When the heavy equipment program began several years ago, only those creating the vision and framework might have imagined the impact it would make. There is a waiting list to get into the program that features Cat® Simulators for several different heavy equipment models.
Some students (inmates), union leaders, and various business representatives testified in the Nevada Legislature during hearings on behalf of SB 207, the Apprenticeship Utilization Act. The bill requires apprentices on construction sites. It was passed and went into effect January 1, 2020.
More than 120 students go through the 18-week program each year (Covid affected that number because of shut-downs). “It’s a very popular and well-regarded program. For some, it is technology they have never experienced before. Students get immersed into the activity,” says Michael Budd, Career & Technical Education (CTE). During the last year, the facility has done some new buildouts with the program moving to a new classroom. The plan is to add another simulator.
—Bruce Waltermeyer, Instructor
The program comprises almost 500 hours of training when completed. HDSP has partnered with the Nevada Building Construction Trades Council to introduce inmates to apprenticeship opportunities upon completion of programs. Trades include the IBEW, the United Association of Plumbers and Pipefitters, Ironworkers, and others. These are good paying careers with health insurance and pensions.
Budd uses Cat Simulators records management software, SimU Campus™, to track users during every simulation session. In practice mode, the results are displayed but not automatically saved. In exam mode, every attempt is recorded and saved. Students are given multiple attempts at passing the exam. “The SimU program provides a plethora of data and metrics and is instrumental in measuring the progress and productivity of the operator,” says Budd. Productivity is the key metric which measures how efficiently the machine is being operated. “The more productive the operator can be, the more profitable the equipment becomes,” he adds.
When asked what aspects of the simulators benefit the students, he believes its the familiarization with operator controls and the built-in muscle memory achieved by performing the tasks until productivity levels are met. “If you make a mistake on a simulator it’s more forgiving than making that same mistake on a job site,” Budd shares. Students rate the immersion experience highly.
—Michael Budd, CTE
Budd says the best part of Cat Simulator training is being immersed in the learning environment. “It feels like you are actually operating the equipment on multiple sensory levels and you tend to forget that you are ‘learning’ and focus on the act itself.
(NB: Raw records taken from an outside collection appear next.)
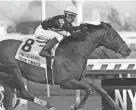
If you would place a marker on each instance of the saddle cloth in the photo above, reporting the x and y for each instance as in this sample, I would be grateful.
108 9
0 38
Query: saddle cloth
29 50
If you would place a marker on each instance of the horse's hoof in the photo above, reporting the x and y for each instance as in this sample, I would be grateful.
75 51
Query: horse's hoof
53 108
72 107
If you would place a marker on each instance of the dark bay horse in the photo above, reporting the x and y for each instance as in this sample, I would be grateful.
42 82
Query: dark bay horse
69 66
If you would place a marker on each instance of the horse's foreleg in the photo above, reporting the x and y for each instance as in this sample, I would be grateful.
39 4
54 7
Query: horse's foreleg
74 85
22 92
8 98
103 93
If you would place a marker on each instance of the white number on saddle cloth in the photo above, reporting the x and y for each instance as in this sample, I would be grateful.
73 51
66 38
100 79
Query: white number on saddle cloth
28 52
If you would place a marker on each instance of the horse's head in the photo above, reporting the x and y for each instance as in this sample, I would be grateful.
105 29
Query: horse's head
109 38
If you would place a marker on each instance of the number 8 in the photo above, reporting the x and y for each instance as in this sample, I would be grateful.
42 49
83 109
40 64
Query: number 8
28 45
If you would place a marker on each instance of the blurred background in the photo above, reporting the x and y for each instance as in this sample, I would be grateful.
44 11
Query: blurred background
19 19
22 17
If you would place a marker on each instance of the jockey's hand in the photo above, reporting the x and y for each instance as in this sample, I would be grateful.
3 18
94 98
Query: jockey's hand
82 26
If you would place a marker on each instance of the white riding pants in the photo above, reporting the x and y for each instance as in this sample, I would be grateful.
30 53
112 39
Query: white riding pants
45 35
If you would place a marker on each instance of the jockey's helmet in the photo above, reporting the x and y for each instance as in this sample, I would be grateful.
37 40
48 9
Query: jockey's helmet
70 13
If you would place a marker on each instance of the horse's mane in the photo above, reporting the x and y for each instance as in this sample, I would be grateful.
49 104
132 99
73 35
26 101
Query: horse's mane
94 27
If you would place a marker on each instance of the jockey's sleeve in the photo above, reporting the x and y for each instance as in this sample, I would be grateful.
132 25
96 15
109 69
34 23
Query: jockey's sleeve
67 27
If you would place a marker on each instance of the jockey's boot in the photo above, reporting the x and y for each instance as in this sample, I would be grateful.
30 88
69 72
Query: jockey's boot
45 52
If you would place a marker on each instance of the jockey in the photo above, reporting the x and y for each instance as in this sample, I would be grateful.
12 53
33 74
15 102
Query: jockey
49 29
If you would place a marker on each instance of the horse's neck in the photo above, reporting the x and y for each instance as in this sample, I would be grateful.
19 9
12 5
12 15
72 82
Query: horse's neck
83 48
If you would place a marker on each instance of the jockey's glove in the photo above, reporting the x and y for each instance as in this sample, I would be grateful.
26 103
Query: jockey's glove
82 26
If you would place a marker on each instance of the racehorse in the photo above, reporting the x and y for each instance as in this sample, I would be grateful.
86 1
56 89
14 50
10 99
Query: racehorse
69 66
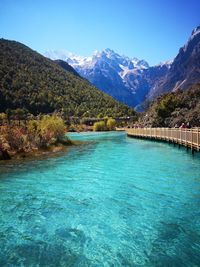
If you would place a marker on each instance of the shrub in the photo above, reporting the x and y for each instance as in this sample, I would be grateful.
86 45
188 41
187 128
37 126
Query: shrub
99 126
52 128
111 124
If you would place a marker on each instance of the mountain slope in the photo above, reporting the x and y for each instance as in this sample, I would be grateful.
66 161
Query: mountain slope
29 80
132 81
115 75
63 64
184 70
174 108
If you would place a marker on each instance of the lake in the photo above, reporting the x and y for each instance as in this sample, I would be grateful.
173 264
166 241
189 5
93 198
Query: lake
114 201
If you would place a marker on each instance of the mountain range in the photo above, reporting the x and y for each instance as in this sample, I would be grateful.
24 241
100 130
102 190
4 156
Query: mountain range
31 82
133 81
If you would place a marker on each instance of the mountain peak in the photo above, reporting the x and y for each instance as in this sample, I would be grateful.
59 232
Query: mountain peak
196 31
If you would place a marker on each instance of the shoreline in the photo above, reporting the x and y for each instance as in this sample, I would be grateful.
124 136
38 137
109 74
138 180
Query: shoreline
41 152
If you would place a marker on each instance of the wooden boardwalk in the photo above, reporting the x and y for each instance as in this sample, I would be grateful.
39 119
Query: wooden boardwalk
190 138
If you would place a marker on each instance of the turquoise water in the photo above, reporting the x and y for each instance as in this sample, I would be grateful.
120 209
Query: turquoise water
114 201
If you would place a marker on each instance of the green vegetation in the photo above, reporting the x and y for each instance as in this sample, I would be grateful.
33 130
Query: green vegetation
174 108
99 126
31 83
108 124
34 135
111 124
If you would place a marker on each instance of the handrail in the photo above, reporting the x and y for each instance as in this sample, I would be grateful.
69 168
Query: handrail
182 136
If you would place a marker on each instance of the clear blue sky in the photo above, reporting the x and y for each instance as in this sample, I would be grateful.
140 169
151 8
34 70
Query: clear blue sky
153 30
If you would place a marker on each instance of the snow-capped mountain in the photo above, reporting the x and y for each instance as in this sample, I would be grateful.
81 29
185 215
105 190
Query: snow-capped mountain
116 75
184 71
132 81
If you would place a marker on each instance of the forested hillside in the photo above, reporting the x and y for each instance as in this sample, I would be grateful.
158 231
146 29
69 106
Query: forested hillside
30 81
174 108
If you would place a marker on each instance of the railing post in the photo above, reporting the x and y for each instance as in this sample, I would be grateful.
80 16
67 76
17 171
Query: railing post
191 139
It it is much like video game players feel and experience when they are competing and gaming. This might also be the most important part because the learning feels authentic and worth the effort.” Instructor Bruce Waltermeyer agrees. “The simulators provide a realistic construction environment for the students. A majority of our students have never been on a jobsite or experienced the type of discipline that operating a piece of equipment requires. Operating the equipment builds confidence and teaches the student to plan ahead and become more efficient,” he adds.
—Michael Budd, CTE
HDSP’s heavy equipment program also helps inmates who don’t go on to a construction career. Classes include workplace safety details and exam preparation. Classes also help prepare students for the interview process on both sides of the table—interviewer and applicant. In addition, students learn soft skills such as money management and financial planning, computer skills, conflict resolution in the workplace, and basic math skills.
Once the students receive certificates and are released from the prison, they are prepared to be considered for the union apprenticeship program. The program is so successful it inspired Nevada’s Senate Bill 207. The bill requires a contractor or subcontractor engaged on a public work to employ one or more apprentices for a certain percentage of the total hours of labor performed, depending on the type of work performed. Furthermore, it requires a contractor or subcontractor to enter into an apprenticeship agreement for all apprentices required to be used during the construction of a public work. Several students testified on behalf of the Nevada DOC’s positive impact on recidivism and the impact it had on them as inmates.
Budd relays, “Each of our vocational programs at NVDOC helps our students develop real world skills and get jobs. We have received positive feedback from several businesses and unions with regard to the positive performance of former students.”